Abner was my very first horse. He was a bay quarter horse. I used him as lead horse during a summer job giving trail rides at a local resort. At the end of the summer, I scraped together enough cash to buy him.
Actually, I didn't pick him, he picked me. When I went for the job interview, we went out to see the horses, and he walked right up to me and put his head under my arm. This doesn't sound amazing at first, but for the next 26 years he never did that again! This was not an easy horse to catch, to put it mildly.
The reason he was the lead trail horse was because he was just too dangerous to rent out! The fellow who owned him before me raced him at local fairs, and you could tell when you got on him!
Lucky for me, when we were taking a group out, he'd stick to the usual walk trot in all the same places like all good trail horses do. As for going for rides after hours, I can't even count how many times this horse ran off with me. He would actually reach down sideways, grab the side of the curb bit in his mouth, and just go. Being so fit, it would be a mile at least before he would slow down enough to bring back under control. What a wild summer that was! I would get butterflies in my stomach just thinking of getting on him, but being young and indestructable, I was NOT going to back down from my first horse after all the years of waiting to have one.
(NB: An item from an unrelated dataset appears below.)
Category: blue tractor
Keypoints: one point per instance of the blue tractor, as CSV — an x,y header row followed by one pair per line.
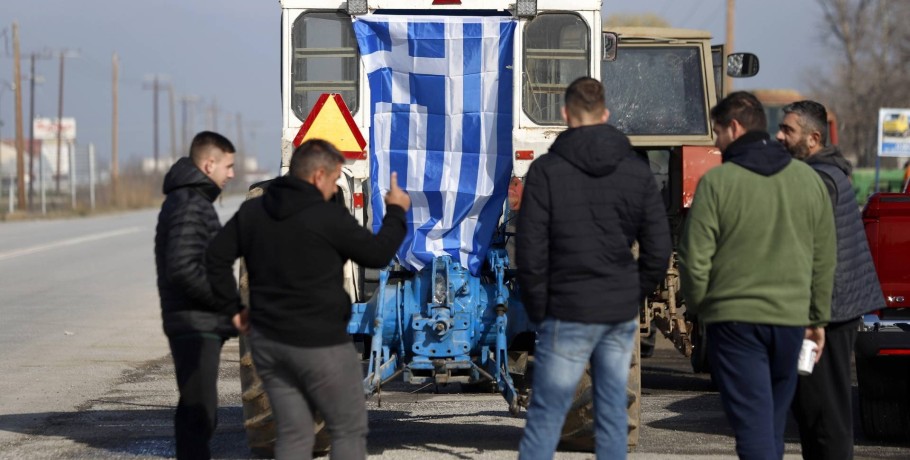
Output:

Over time, I won. By the next spring, he was going nicely in a snaffle, and not long after that we even had some pretty good reining moves perfected. He turned into one of those horses where you just had to think about where to turn and it happened. He was so honest, he'd give you whatever you asked. You really had to watch when you were working cattle though, because he'd see them turn before you did and run right out from under you if you weren't watching. :shock:
He was retired at 24, and pulled back out of retirement for a couple of weeks when he was 26 to help with a big feeder calf breakout we had. He lived to be 31. He still was hard to catch right up until the day before his heart attack.